In February, resident David Cannell and others told the media about problems with hot water, bedbugs, rats and leaky roofs at the shelter, a 200-bed converted warehouse at the end of a Honolulu Harbor pier.
Many of the same complaints remain. But this time Cannell charges shelter administrators with "human rights abuses and shameful neglect of homeless people."
In a July 13 letter to Next Step management, reproduced in full at the end of this article, Cannell writes:
I am a wheelchair-bound, handicapped man with diabetic complications, including recurrent staph infections from the bedbug bites I got from the shelter. It is oppressive for you to kick a vulnerable poor person like me out of the shelter for minor violations of absurd, petty, inconsistent rules. You have never suffered modest circumstances in your whole life, and thus it is hard for you to comprehend how devastating it is to banish me to the streets, where I have no place to even charge my electric wheelchair. However meager the protection of the shelter is, it is still protection from the streets. What you have done is counter to all values of fairness, decency and justice.
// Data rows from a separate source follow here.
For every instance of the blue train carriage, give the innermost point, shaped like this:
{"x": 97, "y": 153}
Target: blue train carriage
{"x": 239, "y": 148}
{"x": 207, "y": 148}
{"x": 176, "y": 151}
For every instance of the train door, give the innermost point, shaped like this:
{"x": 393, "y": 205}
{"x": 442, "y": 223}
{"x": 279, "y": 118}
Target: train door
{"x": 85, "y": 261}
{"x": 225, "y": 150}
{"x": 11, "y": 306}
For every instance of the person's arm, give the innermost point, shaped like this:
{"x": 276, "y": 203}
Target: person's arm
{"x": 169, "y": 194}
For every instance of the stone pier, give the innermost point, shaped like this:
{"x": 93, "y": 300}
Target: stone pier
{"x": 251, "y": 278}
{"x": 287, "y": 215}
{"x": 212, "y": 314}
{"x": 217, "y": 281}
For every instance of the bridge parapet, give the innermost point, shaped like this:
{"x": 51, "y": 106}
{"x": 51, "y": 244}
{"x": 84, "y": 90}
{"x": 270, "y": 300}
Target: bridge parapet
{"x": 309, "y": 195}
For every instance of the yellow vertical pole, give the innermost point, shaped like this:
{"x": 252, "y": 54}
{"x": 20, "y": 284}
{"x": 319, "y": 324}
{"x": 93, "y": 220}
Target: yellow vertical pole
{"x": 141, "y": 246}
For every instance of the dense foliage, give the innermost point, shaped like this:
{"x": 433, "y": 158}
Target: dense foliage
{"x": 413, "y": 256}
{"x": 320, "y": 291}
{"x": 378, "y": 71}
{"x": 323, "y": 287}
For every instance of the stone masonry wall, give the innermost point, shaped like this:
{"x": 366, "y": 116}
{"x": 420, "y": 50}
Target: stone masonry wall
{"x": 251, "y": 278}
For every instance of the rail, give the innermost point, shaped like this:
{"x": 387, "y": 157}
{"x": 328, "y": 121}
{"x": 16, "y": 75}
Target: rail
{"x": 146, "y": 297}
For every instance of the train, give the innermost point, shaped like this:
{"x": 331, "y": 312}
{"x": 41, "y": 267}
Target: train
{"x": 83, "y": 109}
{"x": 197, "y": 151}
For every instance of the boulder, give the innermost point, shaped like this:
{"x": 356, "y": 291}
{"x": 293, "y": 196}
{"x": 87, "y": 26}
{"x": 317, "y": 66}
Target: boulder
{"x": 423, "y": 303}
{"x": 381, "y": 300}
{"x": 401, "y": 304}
You treat people with disabilities as if you are superior to them, but you exhibit more mental illness than the sickest person in the shelter, because you are actually attacking defenseless people.
Cannell is not alone in his complaints, and he has support.
At a media availability at Kakaako Waterfront Park on Tuesday, Cannell and other residents or former residents were joined by state Rep. John Mizuno, who has lead efforts on the Hawaii Legislature to address affordable housing and homelessness.
Mizuno says he's heard allegations of "abuse of power and possible civil rights violations." He and Rep. Tom Brower, whose Waikiki-Ala Moana-Kapiolani Park district is home to many homeless, want to see improved communication between shelter residents and staff.
Meanwhile, Carroll Cox, a local radio host and watchdog who was also at the media availability, suggests that the shelter be audited.
Darlene Hein of the Waikiki Health Center, which contracts with the state to run Next Step, defended the shelter — it is 97 percent at capacity, demonstrating that people use the service — and Jason Espero, its coordinator.
"There are people in this world who are callous and don't care, but Jason is not one of them," she said. "He's smart, he's a good guy and he wants to do the right thing. I feel bad for him because he's the focus of complaints and he's just getting pummeled.
Cannell, however, blames Espero for "blatant professional ineptitude," even "tyranny." He's calling for the state to terminate its contract with Waikiki Health Center, and for lawmakers to consider levying a "progressive tax" on the wealthy to help pay for affordable housing.